Let $U$ be an open subset of $\mathbb{R}^n$. Given a unital $\mathbb{R}$-algebra $\mathcal{F}$, let $|\mathcal{F}|$ be the set of surjective algebra homomorphisms $\mathcal{F}\rightarrow\mathbb{R}$. I am trying to understand a proof for bijectivity of the map $U\rightarrow|C^\infty(U)|$ given by $x\mapsto(f\mapsto f(x))$.
Injectivity is clear.
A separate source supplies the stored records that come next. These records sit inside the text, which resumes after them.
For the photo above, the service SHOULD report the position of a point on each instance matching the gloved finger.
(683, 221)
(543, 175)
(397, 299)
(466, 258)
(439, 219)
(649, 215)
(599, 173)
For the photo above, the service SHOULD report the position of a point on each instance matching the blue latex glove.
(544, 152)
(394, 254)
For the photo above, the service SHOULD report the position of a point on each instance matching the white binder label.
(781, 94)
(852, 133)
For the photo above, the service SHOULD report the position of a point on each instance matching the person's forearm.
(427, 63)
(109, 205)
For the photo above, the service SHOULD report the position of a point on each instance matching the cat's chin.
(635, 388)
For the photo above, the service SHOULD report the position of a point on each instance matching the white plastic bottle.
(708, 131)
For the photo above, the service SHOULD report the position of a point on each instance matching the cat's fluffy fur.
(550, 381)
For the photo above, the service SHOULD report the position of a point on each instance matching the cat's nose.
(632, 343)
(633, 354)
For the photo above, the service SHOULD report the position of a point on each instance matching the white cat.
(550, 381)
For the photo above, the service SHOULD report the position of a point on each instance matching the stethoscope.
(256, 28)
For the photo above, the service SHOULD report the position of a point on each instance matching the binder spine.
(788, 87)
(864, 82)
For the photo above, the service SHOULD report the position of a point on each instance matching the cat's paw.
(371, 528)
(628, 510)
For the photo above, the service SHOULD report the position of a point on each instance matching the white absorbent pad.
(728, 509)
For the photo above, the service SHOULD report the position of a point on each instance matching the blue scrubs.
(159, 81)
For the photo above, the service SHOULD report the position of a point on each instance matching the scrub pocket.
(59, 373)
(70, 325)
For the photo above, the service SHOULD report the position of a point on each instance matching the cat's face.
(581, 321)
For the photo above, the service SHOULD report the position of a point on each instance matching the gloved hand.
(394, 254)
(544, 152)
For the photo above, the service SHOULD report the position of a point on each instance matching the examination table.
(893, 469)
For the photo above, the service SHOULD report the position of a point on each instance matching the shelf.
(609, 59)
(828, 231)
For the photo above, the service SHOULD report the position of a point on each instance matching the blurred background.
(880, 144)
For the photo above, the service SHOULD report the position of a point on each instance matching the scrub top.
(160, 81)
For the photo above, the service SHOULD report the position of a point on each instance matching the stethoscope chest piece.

Surjectivity is shown as follows: suppose $p:C^\infty(U)\rightarrow\mathbb{R}$ does not correspond to any point in $U$. Let $f_c\in C^\infty(U)$ be such that $f_c$ has compact level surfaces. Consider then the compact surface $f_c^{-1}(p(f_c))$. Since $p$ is not evaluation at any $x\in U$, for each $x\in f_c^{-1}(p(f_c))\subseteq U$, let $f_x\in C^\infty(U)$ be such that $f_x(x)\neq p(f_x)$. Then the open sets $U_x=f_x^{-1}(\mathbb{R}\setminus\{p(f_x)\}=\{a\in U:f_x(a)\neq p(f_x)\}$ constitute an open cover of $f_c^{-1}(p(f_c))$. Let $U_{x_1},\dots,U_{x_k}$ be a finite subcover.
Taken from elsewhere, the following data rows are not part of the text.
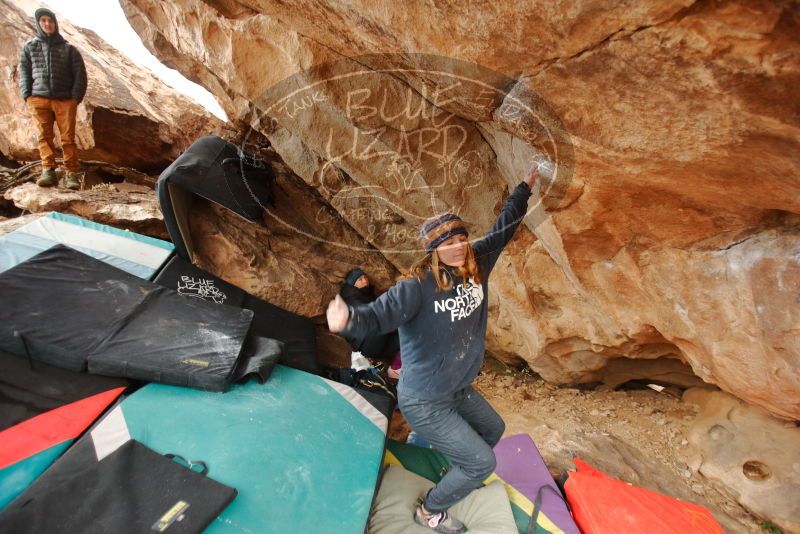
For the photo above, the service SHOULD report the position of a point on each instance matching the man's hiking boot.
(440, 522)
(48, 178)
(72, 181)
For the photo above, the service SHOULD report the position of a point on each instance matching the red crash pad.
(605, 505)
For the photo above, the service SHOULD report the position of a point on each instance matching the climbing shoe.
(72, 182)
(439, 522)
(48, 178)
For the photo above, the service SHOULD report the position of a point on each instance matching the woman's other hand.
(338, 314)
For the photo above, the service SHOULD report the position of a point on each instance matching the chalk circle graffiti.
(390, 140)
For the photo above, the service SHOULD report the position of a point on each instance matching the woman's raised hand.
(338, 314)
(532, 175)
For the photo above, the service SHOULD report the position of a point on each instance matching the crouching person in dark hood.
(356, 290)
(52, 81)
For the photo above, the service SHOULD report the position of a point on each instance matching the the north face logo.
(468, 298)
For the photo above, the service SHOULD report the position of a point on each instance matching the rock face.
(748, 454)
(672, 228)
(129, 117)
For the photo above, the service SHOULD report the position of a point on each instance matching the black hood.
(56, 37)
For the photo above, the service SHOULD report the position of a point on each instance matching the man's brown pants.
(46, 111)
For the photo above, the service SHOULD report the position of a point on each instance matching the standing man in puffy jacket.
(52, 81)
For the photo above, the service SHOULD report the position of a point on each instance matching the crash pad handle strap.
(190, 463)
(18, 334)
(537, 506)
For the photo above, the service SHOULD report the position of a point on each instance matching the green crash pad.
(303, 452)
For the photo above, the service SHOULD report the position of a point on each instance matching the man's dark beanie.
(43, 11)
(353, 275)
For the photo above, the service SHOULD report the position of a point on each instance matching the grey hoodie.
(442, 333)
(51, 67)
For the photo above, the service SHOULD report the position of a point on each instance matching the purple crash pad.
(520, 465)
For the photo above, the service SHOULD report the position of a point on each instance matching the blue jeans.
(463, 427)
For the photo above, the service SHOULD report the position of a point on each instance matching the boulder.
(748, 454)
(672, 228)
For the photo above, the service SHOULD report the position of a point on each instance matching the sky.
(106, 18)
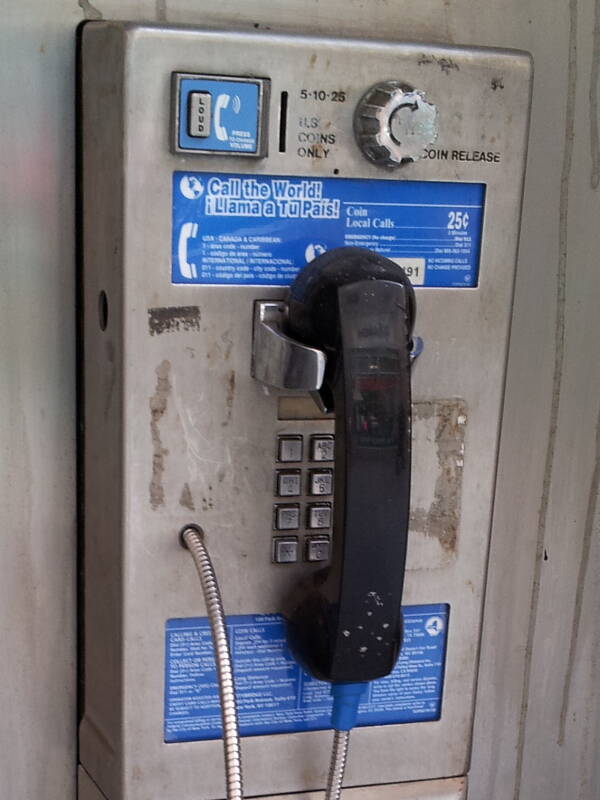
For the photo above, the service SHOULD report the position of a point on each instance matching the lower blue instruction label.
(260, 230)
(275, 695)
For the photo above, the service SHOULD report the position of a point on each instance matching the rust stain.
(186, 500)
(445, 64)
(158, 407)
(230, 394)
(170, 319)
(442, 518)
(89, 11)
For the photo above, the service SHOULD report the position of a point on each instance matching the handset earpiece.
(359, 308)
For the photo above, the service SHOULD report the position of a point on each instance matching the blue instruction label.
(231, 115)
(260, 230)
(276, 696)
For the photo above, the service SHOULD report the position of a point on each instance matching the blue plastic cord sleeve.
(346, 698)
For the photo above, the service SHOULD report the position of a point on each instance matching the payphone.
(217, 165)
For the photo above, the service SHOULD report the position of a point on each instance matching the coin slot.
(283, 121)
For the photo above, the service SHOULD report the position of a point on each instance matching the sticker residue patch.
(276, 696)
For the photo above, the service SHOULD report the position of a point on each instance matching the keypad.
(308, 482)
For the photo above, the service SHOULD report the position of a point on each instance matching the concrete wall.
(537, 728)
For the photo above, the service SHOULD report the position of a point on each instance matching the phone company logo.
(191, 187)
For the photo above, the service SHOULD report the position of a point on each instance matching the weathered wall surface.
(537, 727)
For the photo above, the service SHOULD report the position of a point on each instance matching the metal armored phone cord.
(346, 699)
(193, 538)
(337, 765)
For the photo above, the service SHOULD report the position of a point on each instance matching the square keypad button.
(322, 448)
(317, 548)
(289, 483)
(287, 518)
(289, 449)
(285, 550)
(320, 481)
(319, 515)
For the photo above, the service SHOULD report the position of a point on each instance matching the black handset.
(359, 308)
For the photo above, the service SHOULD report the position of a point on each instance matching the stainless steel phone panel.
(178, 431)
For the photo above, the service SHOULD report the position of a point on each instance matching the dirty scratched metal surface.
(559, 738)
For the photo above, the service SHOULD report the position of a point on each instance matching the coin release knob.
(394, 124)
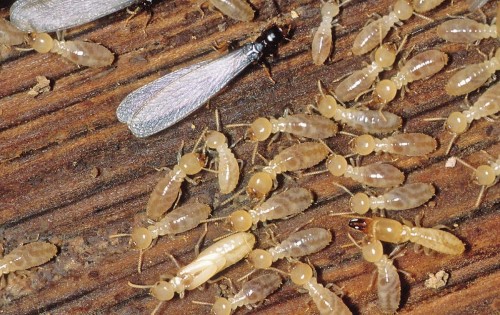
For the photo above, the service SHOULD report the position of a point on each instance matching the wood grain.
(52, 146)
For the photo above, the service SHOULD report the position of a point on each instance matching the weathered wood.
(52, 145)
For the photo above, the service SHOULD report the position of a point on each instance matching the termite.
(212, 260)
(381, 175)
(472, 77)
(405, 197)
(421, 66)
(488, 104)
(373, 33)
(297, 157)
(368, 121)
(407, 144)
(168, 189)
(27, 256)
(297, 244)
(485, 175)
(179, 220)
(361, 80)
(467, 31)
(388, 230)
(326, 301)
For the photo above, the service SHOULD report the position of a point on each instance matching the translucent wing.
(54, 15)
(185, 90)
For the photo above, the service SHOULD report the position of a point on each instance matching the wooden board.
(72, 174)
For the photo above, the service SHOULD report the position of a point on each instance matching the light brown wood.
(53, 146)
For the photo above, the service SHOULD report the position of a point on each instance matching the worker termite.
(326, 301)
(212, 260)
(361, 80)
(373, 33)
(488, 104)
(421, 66)
(405, 197)
(167, 190)
(485, 175)
(388, 230)
(25, 257)
(472, 77)
(297, 157)
(297, 244)
(467, 31)
(407, 144)
(179, 220)
(252, 292)
(369, 121)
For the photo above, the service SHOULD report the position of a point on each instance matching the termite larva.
(165, 101)
(252, 292)
(472, 77)
(298, 244)
(297, 157)
(373, 33)
(405, 197)
(421, 66)
(361, 80)
(388, 230)
(374, 175)
(27, 256)
(217, 257)
(369, 121)
(407, 144)
(326, 301)
(467, 31)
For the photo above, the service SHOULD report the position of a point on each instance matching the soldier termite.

Let $g=(f-p(f))^2+\sum_{i=1}^k(f_{x_i}-p(f_{x_i}))^2$. Then $g$ is non-vanishing on $U$, so $1/g\in C^\infty(U)$, and we have $p(g)\cdot p(1/g)=1$. On the other hand, $p(g)$ is clearly $0$, a contradiction.
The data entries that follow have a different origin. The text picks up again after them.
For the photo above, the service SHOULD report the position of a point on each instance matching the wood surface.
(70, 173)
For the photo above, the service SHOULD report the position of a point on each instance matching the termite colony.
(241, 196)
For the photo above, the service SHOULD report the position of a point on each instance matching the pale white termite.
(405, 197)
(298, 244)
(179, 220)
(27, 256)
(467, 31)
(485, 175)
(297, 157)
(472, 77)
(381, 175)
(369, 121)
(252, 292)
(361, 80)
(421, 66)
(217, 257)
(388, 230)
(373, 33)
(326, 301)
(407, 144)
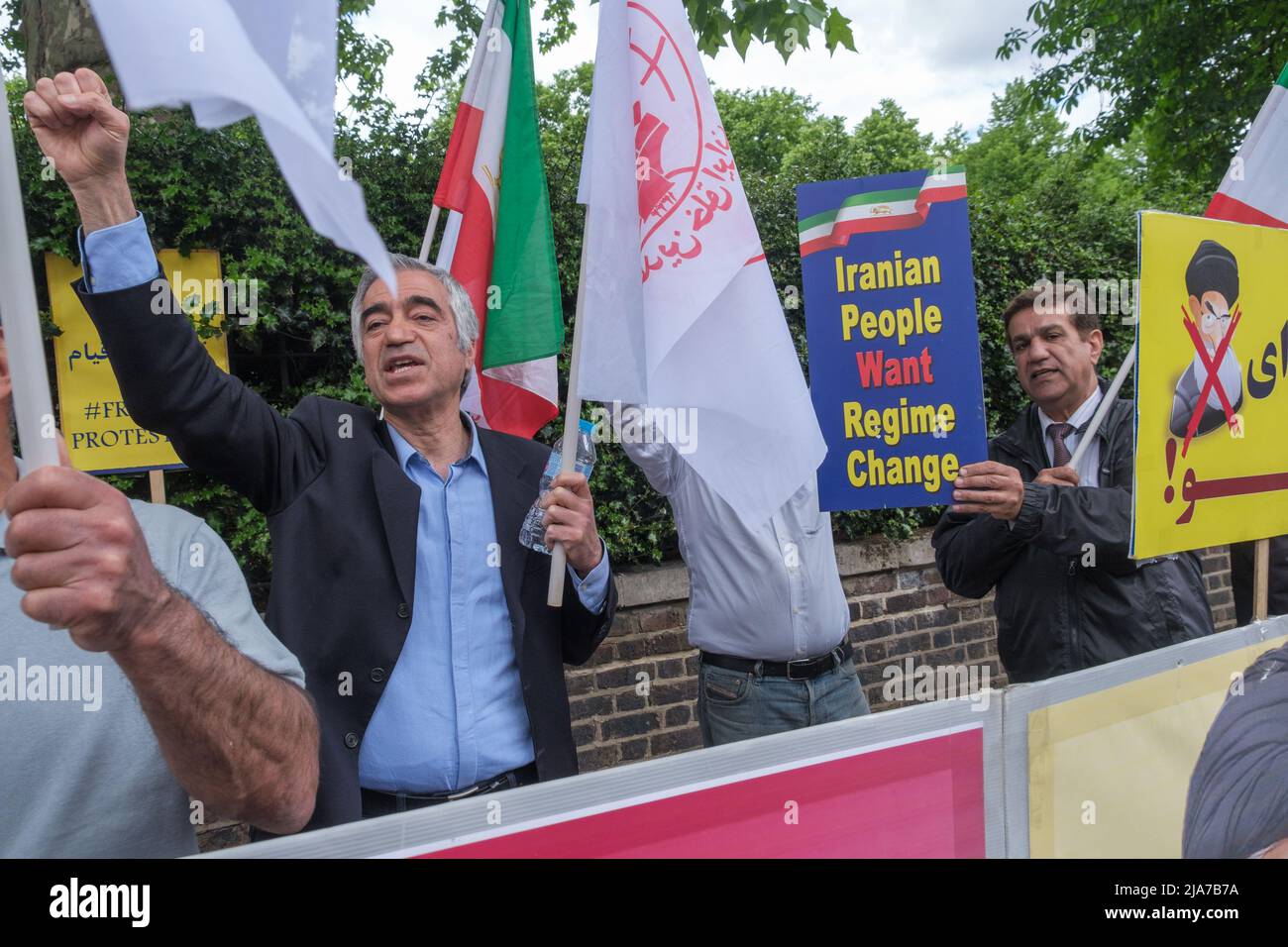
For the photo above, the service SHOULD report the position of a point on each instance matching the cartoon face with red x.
(1210, 390)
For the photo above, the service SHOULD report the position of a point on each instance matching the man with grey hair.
(398, 578)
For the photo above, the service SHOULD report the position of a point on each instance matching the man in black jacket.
(399, 581)
(1054, 540)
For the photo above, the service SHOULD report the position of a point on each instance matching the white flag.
(235, 58)
(681, 311)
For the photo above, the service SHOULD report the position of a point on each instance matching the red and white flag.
(681, 311)
(1254, 189)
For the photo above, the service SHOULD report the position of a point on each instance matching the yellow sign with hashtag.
(101, 436)
(1211, 460)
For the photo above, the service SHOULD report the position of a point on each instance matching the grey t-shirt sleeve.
(197, 562)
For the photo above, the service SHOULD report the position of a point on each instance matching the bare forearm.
(104, 202)
(241, 740)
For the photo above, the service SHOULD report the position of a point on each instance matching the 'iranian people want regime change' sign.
(893, 341)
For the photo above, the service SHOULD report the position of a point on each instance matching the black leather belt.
(377, 802)
(800, 669)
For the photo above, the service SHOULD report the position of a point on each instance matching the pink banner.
(922, 799)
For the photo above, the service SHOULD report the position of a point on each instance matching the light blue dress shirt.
(452, 712)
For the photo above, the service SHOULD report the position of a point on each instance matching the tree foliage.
(1186, 75)
(1041, 201)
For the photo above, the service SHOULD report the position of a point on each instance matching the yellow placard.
(1109, 771)
(101, 436)
(1211, 459)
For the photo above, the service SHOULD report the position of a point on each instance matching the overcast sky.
(934, 56)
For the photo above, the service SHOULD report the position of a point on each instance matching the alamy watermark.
(912, 682)
(71, 684)
(237, 298)
(1100, 296)
(634, 424)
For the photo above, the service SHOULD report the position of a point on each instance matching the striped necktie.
(1059, 432)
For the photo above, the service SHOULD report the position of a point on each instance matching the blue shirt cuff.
(592, 590)
(117, 257)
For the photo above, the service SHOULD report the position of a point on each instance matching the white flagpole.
(572, 418)
(34, 408)
(1103, 411)
(429, 235)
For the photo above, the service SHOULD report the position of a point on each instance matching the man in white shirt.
(1054, 540)
(767, 608)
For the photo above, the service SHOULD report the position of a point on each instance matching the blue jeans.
(734, 705)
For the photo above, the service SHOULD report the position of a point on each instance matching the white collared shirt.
(1089, 466)
(772, 592)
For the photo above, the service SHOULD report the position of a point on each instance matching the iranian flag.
(1254, 189)
(498, 241)
(881, 210)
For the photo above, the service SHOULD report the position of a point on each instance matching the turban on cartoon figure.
(1212, 283)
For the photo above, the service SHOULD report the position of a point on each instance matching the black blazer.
(343, 518)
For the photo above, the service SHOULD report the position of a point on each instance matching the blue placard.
(893, 339)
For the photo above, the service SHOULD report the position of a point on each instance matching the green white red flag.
(1254, 189)
(498, 240)
(881, 210)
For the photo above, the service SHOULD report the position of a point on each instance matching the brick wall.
(898, 607)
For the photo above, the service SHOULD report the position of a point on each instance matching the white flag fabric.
(1254, 189)
(681, 311)
(235, 58)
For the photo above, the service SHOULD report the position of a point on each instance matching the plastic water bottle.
(532, 534)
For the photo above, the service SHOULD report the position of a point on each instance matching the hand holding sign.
(990, 487)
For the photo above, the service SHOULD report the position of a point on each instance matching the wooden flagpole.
(1103, 411)
(1261, 581)
(156, 483)
(429, 235)
(34, 408)
(572, 418)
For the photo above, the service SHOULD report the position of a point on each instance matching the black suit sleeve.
(218, 425)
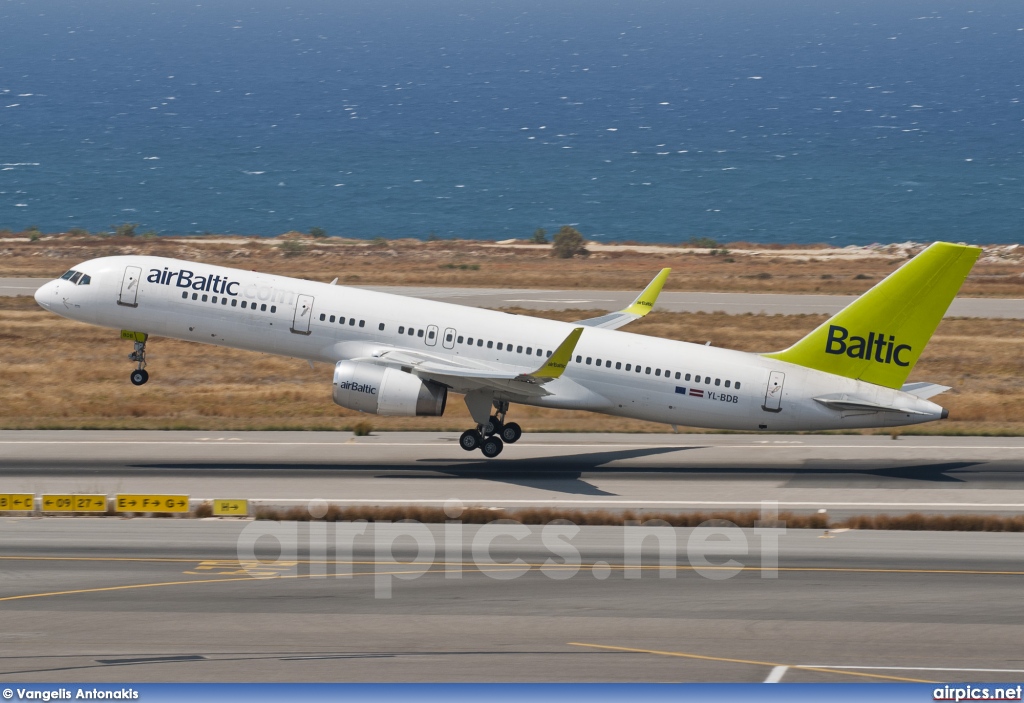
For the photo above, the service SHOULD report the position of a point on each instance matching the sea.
(767, 121)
This proof is very elegant and it's easy to verify $g$ satisfies the conditions required for the contradiction, but I still feel I am missing some motivation. Why did we consider this function $g$, and why were we going for the contradiction we got? On a (slightly) unrelated note, is there a constructive proof of this result?